Cattleya reads like the quiet ‘high-standard’ option. Their whole emphasis is on comfort: no forced excitement, no big theatrics, just a date where conversation and even silence can feel normal. They talk about the service as something people use when they want to step out of their usual roles (work stress, social pressure, that constant need to perform), and they also point out how it overlaps with modern oshi culture for some clients, where choosing your favourite cast member becomes part of the enjoyment.

Their recommended first date plans are simple and spacious (café, walking, light activities), because the goal isn’t to distract you – it’s to make it easy to exist with someone for a few hours. They also stress boundaries clearly, and position the service as a ‘safe option’ for people who want connection without the mess of real-life expectations.

Rent-Kano

Rent-Kano is the industry heavyweight. Big network, nationwide reach, standardised system, quick support and a clear promise that even beginners won’t get lost. Their most common use cases are super practical: your plus-one cancels on a concert or event, you want someone to come with you to a place that feels awkward solo, you’re travelling and want a companion to explore with, or you’re on a business trip and you’re tired of eating alone.

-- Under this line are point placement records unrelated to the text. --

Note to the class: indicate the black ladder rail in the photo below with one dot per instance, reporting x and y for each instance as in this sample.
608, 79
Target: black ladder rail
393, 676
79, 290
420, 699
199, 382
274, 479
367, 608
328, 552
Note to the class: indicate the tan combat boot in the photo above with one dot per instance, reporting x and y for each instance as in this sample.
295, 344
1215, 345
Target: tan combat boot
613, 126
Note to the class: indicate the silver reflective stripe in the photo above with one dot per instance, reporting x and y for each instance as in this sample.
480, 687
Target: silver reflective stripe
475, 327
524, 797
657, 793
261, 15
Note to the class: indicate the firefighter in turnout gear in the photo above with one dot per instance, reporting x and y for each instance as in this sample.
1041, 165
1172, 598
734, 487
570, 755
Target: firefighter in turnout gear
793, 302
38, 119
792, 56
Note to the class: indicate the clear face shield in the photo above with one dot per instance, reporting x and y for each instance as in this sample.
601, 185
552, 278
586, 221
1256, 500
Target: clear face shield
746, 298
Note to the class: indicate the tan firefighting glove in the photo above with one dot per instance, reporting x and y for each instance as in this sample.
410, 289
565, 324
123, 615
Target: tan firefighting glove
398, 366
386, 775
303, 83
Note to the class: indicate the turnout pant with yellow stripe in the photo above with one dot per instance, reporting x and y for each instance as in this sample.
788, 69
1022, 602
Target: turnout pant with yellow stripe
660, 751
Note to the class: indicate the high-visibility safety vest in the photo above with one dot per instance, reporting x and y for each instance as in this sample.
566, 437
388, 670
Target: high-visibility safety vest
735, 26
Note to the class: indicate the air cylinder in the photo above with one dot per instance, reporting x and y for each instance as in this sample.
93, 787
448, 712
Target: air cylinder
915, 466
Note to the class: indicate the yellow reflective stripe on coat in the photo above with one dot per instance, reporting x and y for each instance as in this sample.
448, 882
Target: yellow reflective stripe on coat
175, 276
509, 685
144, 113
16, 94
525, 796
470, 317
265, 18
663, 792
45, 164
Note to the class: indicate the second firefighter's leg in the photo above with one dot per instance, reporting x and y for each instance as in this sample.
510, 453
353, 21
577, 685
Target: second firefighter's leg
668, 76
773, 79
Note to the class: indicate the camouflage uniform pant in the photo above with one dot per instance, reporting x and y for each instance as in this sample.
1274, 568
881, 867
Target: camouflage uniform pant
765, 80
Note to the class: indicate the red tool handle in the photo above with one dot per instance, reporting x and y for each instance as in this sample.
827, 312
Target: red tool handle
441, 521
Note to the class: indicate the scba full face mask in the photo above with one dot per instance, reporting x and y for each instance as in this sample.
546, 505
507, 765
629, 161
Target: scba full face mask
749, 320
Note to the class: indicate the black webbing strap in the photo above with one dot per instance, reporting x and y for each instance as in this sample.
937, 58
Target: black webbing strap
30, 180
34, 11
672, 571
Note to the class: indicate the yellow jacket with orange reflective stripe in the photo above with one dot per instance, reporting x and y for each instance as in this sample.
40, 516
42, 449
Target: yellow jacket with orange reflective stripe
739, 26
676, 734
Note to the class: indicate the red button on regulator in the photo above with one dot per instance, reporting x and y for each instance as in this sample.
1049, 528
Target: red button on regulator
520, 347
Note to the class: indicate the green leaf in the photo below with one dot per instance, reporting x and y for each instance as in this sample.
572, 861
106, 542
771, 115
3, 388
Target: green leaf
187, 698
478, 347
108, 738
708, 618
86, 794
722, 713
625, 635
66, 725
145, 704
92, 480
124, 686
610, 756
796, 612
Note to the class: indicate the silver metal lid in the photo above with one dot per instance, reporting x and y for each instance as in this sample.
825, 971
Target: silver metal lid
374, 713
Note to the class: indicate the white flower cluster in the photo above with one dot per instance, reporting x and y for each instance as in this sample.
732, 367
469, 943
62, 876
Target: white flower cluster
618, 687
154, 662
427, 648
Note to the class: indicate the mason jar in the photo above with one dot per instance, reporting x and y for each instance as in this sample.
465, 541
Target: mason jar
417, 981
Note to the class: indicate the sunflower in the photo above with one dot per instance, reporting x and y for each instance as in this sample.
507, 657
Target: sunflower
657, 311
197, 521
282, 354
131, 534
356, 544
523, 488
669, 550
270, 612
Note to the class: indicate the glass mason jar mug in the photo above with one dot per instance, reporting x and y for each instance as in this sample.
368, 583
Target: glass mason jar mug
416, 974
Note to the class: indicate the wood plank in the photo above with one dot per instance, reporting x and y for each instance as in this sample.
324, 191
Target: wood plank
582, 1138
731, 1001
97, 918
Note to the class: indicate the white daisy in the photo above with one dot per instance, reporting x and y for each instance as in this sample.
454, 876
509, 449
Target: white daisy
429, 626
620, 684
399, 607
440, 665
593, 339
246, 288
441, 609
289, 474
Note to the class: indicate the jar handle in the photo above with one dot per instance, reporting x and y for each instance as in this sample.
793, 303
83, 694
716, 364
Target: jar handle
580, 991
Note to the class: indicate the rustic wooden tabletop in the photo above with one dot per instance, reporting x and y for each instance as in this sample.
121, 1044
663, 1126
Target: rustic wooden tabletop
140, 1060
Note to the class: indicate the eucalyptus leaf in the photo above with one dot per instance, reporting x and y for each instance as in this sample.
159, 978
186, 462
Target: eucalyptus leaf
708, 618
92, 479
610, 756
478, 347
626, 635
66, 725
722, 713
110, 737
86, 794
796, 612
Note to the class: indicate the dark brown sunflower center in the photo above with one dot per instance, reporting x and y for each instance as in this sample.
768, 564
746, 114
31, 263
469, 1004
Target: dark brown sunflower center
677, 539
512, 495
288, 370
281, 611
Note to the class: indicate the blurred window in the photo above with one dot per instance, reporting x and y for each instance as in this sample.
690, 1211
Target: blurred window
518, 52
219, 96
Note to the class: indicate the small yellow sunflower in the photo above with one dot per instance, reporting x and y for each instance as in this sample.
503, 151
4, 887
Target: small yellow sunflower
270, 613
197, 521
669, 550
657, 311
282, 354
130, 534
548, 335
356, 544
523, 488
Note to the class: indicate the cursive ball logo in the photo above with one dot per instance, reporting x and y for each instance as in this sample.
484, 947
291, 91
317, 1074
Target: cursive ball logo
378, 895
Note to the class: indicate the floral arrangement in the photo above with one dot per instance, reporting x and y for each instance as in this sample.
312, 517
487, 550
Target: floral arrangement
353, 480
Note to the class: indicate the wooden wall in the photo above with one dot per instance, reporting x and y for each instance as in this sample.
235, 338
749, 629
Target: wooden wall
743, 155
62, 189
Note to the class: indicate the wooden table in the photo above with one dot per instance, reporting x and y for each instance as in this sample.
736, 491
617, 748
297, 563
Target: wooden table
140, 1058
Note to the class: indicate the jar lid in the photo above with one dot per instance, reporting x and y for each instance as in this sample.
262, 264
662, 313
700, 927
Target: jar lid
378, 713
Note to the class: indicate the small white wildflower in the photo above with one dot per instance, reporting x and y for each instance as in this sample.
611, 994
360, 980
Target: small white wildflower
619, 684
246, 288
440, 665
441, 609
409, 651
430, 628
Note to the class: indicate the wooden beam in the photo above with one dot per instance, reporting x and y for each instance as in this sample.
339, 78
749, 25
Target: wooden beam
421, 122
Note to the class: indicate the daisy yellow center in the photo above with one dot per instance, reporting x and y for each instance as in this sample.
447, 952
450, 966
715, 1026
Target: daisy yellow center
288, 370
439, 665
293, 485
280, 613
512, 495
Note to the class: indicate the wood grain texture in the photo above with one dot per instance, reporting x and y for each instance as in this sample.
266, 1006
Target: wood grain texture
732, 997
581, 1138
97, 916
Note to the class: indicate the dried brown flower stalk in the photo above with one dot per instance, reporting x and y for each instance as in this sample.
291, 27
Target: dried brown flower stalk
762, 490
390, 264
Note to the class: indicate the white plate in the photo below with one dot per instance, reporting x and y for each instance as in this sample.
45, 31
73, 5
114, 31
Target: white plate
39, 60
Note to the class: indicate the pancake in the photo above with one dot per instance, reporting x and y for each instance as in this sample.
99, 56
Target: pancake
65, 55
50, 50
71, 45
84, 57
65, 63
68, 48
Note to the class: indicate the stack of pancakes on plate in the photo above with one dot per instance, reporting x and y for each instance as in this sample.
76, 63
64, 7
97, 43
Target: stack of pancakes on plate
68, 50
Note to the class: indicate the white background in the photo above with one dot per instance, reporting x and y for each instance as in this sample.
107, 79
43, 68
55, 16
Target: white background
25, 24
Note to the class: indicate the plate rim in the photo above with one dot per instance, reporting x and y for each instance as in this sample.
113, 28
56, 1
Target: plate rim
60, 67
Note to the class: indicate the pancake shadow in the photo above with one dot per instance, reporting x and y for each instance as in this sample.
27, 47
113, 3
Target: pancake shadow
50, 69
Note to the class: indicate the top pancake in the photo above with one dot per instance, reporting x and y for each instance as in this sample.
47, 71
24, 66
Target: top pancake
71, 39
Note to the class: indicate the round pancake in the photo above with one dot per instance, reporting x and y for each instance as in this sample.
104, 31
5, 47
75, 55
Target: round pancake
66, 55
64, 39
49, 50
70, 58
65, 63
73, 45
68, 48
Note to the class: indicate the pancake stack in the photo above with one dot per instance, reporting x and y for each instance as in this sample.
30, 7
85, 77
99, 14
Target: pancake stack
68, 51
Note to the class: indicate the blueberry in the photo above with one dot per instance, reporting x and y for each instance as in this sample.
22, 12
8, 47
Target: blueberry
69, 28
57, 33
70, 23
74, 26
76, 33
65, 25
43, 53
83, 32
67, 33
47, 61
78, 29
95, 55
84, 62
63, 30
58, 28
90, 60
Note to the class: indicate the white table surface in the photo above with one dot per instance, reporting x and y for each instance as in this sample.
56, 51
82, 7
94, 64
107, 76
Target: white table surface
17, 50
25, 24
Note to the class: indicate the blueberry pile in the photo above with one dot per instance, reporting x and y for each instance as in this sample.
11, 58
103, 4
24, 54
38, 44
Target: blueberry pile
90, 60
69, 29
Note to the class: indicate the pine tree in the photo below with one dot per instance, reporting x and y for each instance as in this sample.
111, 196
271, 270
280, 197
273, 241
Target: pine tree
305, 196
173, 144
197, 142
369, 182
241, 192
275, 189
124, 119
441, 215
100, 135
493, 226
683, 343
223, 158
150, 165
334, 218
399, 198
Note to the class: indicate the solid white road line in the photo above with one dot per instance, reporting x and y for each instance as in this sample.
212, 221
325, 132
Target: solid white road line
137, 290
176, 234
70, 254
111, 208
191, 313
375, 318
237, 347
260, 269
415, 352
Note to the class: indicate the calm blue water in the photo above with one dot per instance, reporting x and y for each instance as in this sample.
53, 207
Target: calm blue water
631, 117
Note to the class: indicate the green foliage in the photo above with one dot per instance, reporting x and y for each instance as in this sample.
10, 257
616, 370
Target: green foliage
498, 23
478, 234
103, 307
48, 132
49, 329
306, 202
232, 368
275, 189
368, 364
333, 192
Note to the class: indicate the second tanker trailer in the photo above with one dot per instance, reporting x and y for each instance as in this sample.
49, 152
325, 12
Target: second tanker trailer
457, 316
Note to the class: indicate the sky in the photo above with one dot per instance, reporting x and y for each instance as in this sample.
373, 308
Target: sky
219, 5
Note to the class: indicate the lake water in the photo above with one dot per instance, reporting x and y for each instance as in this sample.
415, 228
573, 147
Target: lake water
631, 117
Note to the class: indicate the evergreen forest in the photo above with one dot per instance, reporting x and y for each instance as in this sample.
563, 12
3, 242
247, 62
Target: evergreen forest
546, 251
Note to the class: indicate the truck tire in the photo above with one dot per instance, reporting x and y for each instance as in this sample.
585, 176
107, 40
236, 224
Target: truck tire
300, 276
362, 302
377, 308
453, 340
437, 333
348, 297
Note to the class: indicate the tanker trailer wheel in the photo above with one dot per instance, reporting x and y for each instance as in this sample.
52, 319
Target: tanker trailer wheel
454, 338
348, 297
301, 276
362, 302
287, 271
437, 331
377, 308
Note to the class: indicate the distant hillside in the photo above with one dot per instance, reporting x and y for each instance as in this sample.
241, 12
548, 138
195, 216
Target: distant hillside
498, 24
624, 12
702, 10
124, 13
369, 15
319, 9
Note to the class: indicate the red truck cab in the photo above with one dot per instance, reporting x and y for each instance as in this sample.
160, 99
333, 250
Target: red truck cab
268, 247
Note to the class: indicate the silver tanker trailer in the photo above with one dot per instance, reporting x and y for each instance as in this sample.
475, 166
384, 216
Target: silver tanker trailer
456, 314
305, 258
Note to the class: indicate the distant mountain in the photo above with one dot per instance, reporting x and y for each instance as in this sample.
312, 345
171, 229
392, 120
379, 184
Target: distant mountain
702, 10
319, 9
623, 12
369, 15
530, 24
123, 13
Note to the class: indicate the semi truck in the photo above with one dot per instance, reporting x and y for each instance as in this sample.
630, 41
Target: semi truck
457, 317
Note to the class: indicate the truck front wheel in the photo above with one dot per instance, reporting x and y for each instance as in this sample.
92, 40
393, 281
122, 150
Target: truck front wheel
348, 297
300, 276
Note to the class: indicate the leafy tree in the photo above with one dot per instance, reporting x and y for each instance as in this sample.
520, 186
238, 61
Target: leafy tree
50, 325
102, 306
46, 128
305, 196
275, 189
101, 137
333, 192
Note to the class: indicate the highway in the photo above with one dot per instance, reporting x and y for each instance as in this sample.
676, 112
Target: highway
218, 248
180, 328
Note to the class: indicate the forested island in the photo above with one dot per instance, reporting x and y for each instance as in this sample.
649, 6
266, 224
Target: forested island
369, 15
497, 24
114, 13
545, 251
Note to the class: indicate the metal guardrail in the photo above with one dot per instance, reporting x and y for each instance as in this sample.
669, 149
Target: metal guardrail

They even mention people using their service for dating practice and relationship advice, which is a recurring theme across these offerings. Casting-wise, they don’t pretend it’s an actor roster, and they say most of their cast is not trained performers, which makes the dates feel more like normal hangouts. Also, they’re extremely strict about what this is and isn’t: it’s a date companion service, and anything physical (even hugs/kisses) is off the table. Also worth noting: the Rent-Kano world isn’t only girlfriends – there’s a linked rental boyfriend side too.